Pamela Lopker1 kicked off the conference with a discussion of QAD’s Effective Enterprise—a key vision for QAD. Ms. Lopker stated, “We define an Effective Enterprise as one where every business process is working at peak efficiency and perfectly aligned to the company’s strategic goals.” Lofty goal!
So what does peak mean now? Change. It means better person-to-person communication and integration though better data, mobile, and analytics. QAD’s goal is to ensure that their customers achieve that state.
Pam took a brief walk through history—from mainframes to cloud—a path that QAD has walked with their customers for several decades now. Notably, all platforms still exist in the customer base with almost one third of the attendees still without cloud applications. For QAD, this presents the challenge of taking care of customers across the platform continuum. (See ERP’s Dilemma in this issue).
Key parts of QAD’s enhancements are role-based views and work on the UI. I especially liked the addition of voice. Many users are getting used to voice interface (Dragon, iPhone, Android users have voice) and this technology is particularly useful in the yard and shop floor. “Google Glass” interactive eyewear is also on the drawing board, as are gesture interfaces. These types of technologies release us from being tethered to laptops and typing. Slightly disturbing, but interesting, was the ‘thinking’ demonstration in which the user had sensors on his head and directed the system. (This is great for paraplegics, but having to focus one’s thinking to direct the system makes me hope this technology does not show up at work anytime soon.)
Karl Lopker (CEO) continued the discussion, focusing on the company’s performance as they continue to invest in technology and people.
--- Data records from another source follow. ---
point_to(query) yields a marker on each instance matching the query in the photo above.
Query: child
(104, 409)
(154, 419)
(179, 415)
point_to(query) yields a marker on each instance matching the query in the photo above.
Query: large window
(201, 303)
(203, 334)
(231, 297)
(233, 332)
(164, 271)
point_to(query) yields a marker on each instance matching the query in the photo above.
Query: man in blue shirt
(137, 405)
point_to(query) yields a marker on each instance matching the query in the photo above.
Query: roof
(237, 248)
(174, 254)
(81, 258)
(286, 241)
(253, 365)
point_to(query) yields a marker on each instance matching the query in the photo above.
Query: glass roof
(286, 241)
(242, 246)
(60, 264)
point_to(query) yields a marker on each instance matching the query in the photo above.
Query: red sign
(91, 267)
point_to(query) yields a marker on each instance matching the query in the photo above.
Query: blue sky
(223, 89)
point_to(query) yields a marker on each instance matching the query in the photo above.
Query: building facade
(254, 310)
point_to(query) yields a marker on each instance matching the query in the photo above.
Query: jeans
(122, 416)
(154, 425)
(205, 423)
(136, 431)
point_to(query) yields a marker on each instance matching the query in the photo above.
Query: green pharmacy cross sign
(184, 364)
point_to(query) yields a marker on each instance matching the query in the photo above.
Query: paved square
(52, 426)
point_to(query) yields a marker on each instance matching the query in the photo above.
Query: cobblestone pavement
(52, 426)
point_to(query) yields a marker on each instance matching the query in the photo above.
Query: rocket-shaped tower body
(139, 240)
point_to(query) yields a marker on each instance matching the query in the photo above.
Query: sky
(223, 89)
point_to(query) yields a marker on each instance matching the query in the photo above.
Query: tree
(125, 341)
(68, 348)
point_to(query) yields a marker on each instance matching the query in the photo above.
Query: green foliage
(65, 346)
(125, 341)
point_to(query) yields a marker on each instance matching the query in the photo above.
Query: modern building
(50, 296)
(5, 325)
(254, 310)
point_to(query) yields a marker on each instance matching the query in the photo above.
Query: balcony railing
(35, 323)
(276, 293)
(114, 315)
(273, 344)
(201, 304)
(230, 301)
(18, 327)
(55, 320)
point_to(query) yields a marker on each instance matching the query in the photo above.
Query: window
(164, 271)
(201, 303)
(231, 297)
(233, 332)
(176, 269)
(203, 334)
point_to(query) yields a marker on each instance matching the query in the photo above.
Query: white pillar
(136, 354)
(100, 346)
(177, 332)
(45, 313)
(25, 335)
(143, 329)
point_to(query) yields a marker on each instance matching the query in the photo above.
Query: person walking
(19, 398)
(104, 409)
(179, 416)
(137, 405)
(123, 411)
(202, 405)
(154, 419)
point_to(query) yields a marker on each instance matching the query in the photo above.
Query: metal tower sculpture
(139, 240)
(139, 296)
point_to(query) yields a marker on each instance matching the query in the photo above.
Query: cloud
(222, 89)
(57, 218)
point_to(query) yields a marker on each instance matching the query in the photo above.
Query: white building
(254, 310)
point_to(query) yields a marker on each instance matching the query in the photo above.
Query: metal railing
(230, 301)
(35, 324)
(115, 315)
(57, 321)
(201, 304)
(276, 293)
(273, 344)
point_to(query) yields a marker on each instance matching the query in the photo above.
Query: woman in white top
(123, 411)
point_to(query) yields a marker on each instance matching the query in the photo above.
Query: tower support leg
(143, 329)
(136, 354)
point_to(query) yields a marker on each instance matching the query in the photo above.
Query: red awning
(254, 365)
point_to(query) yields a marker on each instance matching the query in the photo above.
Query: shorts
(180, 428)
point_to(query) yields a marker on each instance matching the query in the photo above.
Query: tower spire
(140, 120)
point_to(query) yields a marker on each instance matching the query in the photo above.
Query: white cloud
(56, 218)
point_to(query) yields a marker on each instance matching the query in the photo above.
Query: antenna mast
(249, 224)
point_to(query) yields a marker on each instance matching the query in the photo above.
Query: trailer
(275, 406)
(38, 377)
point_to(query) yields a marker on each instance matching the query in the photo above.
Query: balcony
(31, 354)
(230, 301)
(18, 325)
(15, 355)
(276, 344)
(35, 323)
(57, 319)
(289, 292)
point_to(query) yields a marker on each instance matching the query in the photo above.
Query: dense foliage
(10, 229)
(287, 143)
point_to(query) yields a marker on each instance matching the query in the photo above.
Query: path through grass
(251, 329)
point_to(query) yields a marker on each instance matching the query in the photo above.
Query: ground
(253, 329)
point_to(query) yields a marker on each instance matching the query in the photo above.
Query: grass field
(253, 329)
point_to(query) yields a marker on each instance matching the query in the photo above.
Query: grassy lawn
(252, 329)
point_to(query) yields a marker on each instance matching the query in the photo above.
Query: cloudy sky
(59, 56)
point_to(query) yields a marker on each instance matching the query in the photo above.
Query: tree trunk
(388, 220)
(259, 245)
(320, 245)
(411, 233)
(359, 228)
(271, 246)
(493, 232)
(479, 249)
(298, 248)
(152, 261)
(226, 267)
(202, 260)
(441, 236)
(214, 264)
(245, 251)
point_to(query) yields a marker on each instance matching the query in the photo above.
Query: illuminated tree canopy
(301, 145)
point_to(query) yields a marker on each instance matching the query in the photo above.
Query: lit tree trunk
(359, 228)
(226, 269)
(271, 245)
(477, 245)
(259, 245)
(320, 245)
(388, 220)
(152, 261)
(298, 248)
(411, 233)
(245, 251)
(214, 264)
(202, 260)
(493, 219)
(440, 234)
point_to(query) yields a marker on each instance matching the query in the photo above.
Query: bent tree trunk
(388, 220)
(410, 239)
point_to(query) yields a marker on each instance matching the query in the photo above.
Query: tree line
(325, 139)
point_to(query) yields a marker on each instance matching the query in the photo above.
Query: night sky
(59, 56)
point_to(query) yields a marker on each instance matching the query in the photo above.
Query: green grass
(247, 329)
Though QAD’s growth is probably hampered to some degree by the slow manufacturing sector (they say), the competition is really stiff in this sector. QAD revenues grew about $5M last year for a year-end of $252 million. This slow growth could be a challenge for them, as their competitors lead with tens and hundreds of millions of growth. However, QAD remains a highly profitable company and put much of that cash into product innovation. This is good for the ongoing value return for QAD customers. QAD’s manufacturing functionality stands up quite well, next to bigger rivals.
On demand continues to be a growing area for QAD. (Read Manufacturing in the Cloud Heats Up, in this issue.) Their on demand subscription revenue is growing steeply. Interestingly, about half of QAD’s on demand customers are defectors from on premise ERP. On demand can also be used as a way to extend the enterprise, especially in new divisions or internationally where the company may not have IT and infrastructure capabilities. We often hear manufacturers say that a major reason for using cloud in manufacturing is that it allows a ‘source anywhere/build anywhere’ holistic company strategy.
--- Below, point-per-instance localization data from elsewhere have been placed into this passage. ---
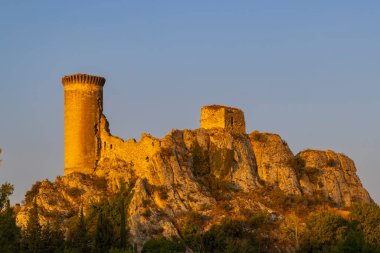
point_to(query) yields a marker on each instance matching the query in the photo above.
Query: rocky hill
(210, 173)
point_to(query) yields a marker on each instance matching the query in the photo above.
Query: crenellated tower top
(83, 79)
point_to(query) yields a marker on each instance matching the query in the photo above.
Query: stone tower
(83, 106)
(219, 116)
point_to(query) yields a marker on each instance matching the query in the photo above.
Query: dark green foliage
(328, 232)
(79, 240)
(331, 162)
(104, 234)
(163, 245)
(111, 213)
(259, 137)
(30, 195)
(9, 232)
(324, 230)
(212, 167)
(100, 183)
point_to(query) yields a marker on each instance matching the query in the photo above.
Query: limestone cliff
(333, 176)
(213, 172)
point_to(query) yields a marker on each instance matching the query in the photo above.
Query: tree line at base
(104, 230)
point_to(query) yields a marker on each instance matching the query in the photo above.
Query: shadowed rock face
(200, 171)
(332, 175)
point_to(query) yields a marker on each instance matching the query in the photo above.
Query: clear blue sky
(308, 70)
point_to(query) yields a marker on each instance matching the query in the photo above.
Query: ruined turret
(218, 116)
(83, 105)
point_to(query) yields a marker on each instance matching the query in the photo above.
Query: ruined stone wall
(139, 154)
(83, 99)
(228, 118)
(234, 120)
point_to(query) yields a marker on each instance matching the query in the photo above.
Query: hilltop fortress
(216, 171)
(87, 137)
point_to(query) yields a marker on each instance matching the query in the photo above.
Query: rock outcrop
(213, 172)
(333, 176)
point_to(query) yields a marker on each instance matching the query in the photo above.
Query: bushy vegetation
(329, 232)
(259, 137)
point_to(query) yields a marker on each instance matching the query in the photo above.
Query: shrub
(100, 183)
(161, 245)
(29, 196)
(331, 163)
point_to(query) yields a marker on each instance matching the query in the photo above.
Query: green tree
(31, 237)
(9, 232)
(368, 217)
(78, 240)
(104, 234)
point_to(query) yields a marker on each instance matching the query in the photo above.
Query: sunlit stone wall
(228, 118)
(83, 102)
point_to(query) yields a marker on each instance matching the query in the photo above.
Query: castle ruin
(87, 139)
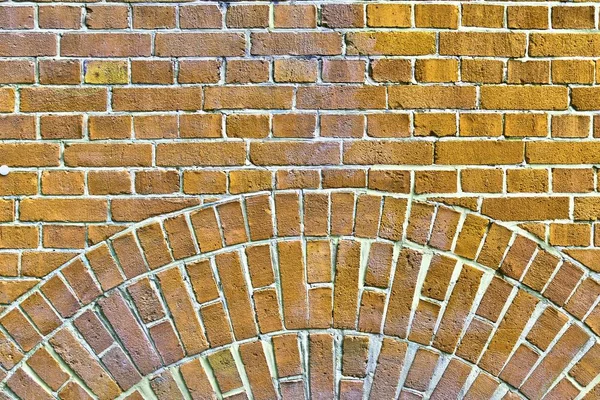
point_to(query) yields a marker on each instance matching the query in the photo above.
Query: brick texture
(299, 200)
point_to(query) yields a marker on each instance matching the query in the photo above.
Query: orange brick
(59, 17)
(151, 72)
(153, 17)
(247, 71)
(247, 16)
(107, 16)
(61, 127)
(17, 17)
(293, 70)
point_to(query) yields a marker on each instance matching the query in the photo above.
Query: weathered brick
(564, 44)
(390, 43)
(248, 97)
(28, 44)
(74, 44)
(482, 44)
(63, 100)
(524, 97)
(192, 44)
(413, 96)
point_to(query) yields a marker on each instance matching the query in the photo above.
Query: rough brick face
(299, 200)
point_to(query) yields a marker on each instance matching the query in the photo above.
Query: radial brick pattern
(320, 295)
(299, 199)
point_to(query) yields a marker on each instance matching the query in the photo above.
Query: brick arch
(496, 295)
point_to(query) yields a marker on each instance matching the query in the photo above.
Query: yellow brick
(483, 15)
(436, 70)
(388, 15)
(391, 43)
(435, 124)
(482, 71)
(106, 72)
(571, 125)
(487, 44)
(564, 44)
(528, 71)
(573, 17)
(414, 96)
(479, 124)
(528, 17)
(586, 98)
(524, 97)
(527, 180)
(524, 125)
(436, 16)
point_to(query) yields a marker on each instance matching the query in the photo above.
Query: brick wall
(299, 200)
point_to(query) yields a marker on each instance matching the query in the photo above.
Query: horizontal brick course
(183, 176)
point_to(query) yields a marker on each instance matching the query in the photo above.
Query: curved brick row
(443, 280)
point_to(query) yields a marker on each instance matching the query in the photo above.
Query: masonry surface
(299, 200)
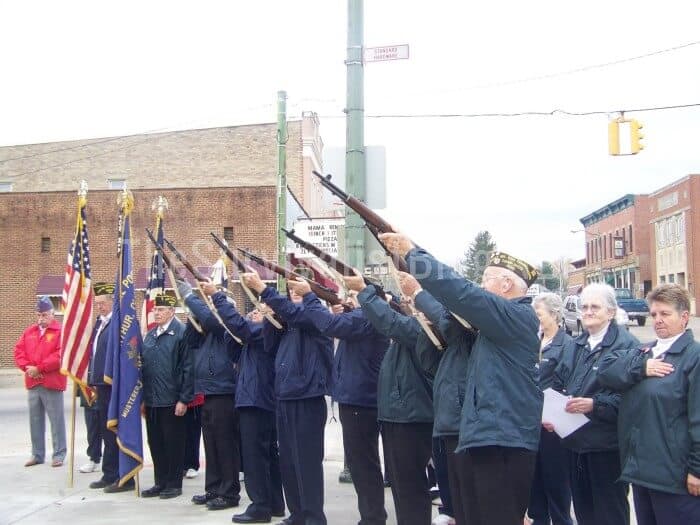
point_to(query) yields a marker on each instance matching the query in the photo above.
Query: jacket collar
(608, 339)
(679, 345)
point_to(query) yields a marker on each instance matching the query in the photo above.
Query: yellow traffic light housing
(625, 141)
(636, 136)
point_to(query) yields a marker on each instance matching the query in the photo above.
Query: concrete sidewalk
(39, 494)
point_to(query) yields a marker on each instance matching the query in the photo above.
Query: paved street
(39, 495)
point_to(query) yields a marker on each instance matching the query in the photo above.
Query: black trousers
(193, 434)
(94, 433)
(110, 456)
(457, 479)
(408, 447)
(220, 428)
(263, 481)
(599, 499)
(550, 495)
(301, 424)
(442, 477)
(361, 444)
(497, 484)
(166, 439)
(663, 508)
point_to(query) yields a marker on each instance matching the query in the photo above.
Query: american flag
(76, 334)
(156, 283)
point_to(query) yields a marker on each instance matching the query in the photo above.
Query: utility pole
(282, 137)
(355, 135)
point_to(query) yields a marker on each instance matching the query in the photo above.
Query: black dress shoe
(201, 499)
(250, 518)
(99, 484)
(170, 493)
(220, 503)
(152, 492)
(114, 487)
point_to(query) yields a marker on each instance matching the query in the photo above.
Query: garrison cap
(44, 304)
(165, 300)
(103, 288)
(517, 266)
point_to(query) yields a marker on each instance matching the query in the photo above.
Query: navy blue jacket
(256, 366)
(167, 369)
(217, 354)
(577, 375)
(96, 370)
(659, 420)
(451, 377)
(551, 356)
(503, 402)
(404, 393)
(358, 356)
(304, 356)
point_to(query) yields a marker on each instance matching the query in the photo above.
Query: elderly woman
(594, 458)
(550, 495)
(659, 422)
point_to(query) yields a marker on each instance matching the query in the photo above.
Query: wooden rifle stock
(180, 257)
(321, 291)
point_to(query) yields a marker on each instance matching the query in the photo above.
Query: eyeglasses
(594, 308)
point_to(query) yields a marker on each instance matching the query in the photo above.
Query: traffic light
(614, 137)
(636, 136)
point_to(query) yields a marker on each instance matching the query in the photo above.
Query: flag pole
(71, 454)
(82, 195)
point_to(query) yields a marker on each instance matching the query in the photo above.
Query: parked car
(637, 309)
(572, 316)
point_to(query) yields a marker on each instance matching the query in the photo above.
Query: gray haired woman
(550, 495)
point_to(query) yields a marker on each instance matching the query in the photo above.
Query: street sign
(380, 54)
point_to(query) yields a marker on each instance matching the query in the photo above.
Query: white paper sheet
(554, 412)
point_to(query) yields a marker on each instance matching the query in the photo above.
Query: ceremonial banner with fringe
(123, 364)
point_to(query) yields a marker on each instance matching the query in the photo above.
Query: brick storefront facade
(617, 242)
(675, 216)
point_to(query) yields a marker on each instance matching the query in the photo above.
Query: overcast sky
(94, 69)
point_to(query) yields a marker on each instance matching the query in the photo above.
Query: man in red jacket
(38, 355)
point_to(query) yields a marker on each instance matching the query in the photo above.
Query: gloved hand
(184, 288)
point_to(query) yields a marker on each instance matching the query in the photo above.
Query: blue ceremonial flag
(123, 364)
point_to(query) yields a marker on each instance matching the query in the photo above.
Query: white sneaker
(443, 519)
(90, 466)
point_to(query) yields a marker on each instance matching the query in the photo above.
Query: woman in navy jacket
(659, 421)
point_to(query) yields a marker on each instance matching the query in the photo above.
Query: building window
(630, 238)
(116, 184)
(228, 233)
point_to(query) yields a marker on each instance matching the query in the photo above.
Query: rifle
(200, 278)
(242, 269)
(173, 273)
(321, 291)
(376, 225)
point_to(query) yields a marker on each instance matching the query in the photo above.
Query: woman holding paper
(550, 495)
(659, 422)
(594, 457)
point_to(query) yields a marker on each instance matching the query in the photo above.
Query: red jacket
(42, 352)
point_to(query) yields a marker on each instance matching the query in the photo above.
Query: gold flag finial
(160, 205)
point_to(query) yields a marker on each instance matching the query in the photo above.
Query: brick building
(617, 244)
(674, 216)
(219, 179)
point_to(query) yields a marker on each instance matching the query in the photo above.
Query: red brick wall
(27, 217)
One area of focus for QAD is Business Process Management (BPM). BPM now wraps around the QAD software modules, which can come in quite handy to support their QAD Enterprise Applications. Enterprise Applications modularizes or makes suites out of major functional areas such as financials, customer management, or asset management, to name a few. This also helps support the workflow across and beyond QAD modules to partner solutions.
Beyond on demand, BPM, and other innovations, the QAD store provides easy access to understanding and purchasing products from QAD as well as their partners.
Last year, QAD purchased DynaSys, a supply chain suite that includes demand planning, distribution, advance planning and scheduling (APS), procurement planning, and S&OP. This in-memory high-performance software finally provides QAD with a product designed to compete against other APS systems owned by ERP providers such as Oracle, SAP, and American Software, to name a few. Customers are embracing this capability which has many customers implementing multiple modules, including demand, S&OP, and production planning.
Gaining access to data and making implementation easy is a key theme for QAD. A noble goal, since, in general, implementing manufacturing and ERP is not one of the easiest tasks you will ever do in your career.
Refinements continue in their consulting organization to help with both business performance (are you getting the most out of your ERP investment) and upgrading to new versions of the software. QAD is not alone in end-user adoption challenges,2 but they seem focused on attempting to make it easy to use, install, and upgrade the system. Obviously this helps with customer loyalty, which is critical for QAD’s long-term competitiveness.